Si lo haces correctamente, el pollo asado no sólo es saludable, sino que también tierno y lleno de sabor. El autor Steven Raichlen de "How to Grill", le comenta a Bon Appetit que la clave para asar cualquier corte de carne, desde pechugas deshuesadas a piernas o muslos de pollo, es primero marinar la carne y luego utilizar el método de asado indirecto con la tapa de la parrilla puesta. Siempre asa el pollo hasta que su temperatura interna alcance los 165 grados Fahrenheit y deja que el resto de la carne termine de cocerse por unos minutos antes de servirla. Sirve el pollo asado con vegetales asados.

Horneado

Marion Nestle, un profesor y experto en nutrición de la universidad de New York, comenta que el horneado debe estar de primero en tu lista de maneras saludables de cocinar el pollo. Nestle aconseja frotar las partes de pollo con aceite de oliva, condimentarlas por todos lados con las hierbas o especias de tu elección y hornearlas a 350 grados Fahrenheit rodeado de trozos de vegetales como papas o zanahorias, dientes de ajo o rodajas de limón.

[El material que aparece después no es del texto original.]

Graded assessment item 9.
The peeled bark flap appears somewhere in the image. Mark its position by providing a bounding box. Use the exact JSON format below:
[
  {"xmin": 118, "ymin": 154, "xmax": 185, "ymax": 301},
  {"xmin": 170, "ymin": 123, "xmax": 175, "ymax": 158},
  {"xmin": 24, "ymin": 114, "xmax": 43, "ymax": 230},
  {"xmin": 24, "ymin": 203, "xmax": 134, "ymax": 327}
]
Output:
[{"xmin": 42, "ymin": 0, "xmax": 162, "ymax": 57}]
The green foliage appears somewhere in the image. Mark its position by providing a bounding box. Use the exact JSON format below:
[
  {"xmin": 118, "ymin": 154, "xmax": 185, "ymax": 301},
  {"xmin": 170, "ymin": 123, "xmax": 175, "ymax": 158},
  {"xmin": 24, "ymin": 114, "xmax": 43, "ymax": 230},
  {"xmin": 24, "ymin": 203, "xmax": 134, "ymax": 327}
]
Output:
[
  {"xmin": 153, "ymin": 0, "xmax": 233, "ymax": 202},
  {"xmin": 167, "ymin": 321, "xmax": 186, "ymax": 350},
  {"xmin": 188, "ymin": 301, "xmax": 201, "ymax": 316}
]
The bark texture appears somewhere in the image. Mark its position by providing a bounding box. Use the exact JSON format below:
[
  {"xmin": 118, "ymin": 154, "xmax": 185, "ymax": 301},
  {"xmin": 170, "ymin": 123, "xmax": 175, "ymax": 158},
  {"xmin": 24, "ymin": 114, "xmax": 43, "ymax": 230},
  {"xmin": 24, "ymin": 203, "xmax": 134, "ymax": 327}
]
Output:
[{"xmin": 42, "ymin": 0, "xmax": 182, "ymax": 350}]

Para una menor cantidad de grasa por porción, retira y desecha la piel de cada pieza de pollo antes de hornearlo.

Escalfado en líquido

Escalfar el pollo no requiere que agregues grasas y brinda una carne que puede servirse como tal o cortada para utilizarla después en ensaladas, cacerolas, sándwiches y pastas. Cualquier corte de carne puede escalfarse, pero la editora de recetas de The Kitchn, Emma Christensen, recomienda utilizar pechugas de pollo deshuesadas o con hueso sin la piel para menos calorías y más versatilidad. Pon el pollo en una olla grande y cúbrela con agua, vino, caldo o una combinación. Si lo deseas, agrega resaltadores de sabores como ajo, cebollas, ramas de hierbas frescas, sal o granos de pimienta y lleva el líquido a ebullición. Reduce el fuego, así la mezcla hierve a fuego lento y cocínalo por 10 a 15 minutos o hasta que la temperatura interna sea de 165 grados Fahrenheit.

Al vapor

Así como el escalfado, el pollo al vapor no requiere grasas adicionales. En este método, el pollo se coloca encima, no dentro, del líquido hirviendo en una olla cubierta que contenga una vaporera o una vaporera comercial. Puedes utilizar cualquier líquido como agua, caldo, jugo o vino. Agrega vegetales, especias o hierbas como cebollas, zanahorias, ajo o romero (rosemary) al líquido para que el pollo tenga más sabor o marínalo antes de cocinarlo. Hierve el pollo en una sola capa por aproximadamente 8 a 10 minutos o hasta que la carne esté lista. Espesa el líquido para servirlo con la carne o guárdalo para otro uso.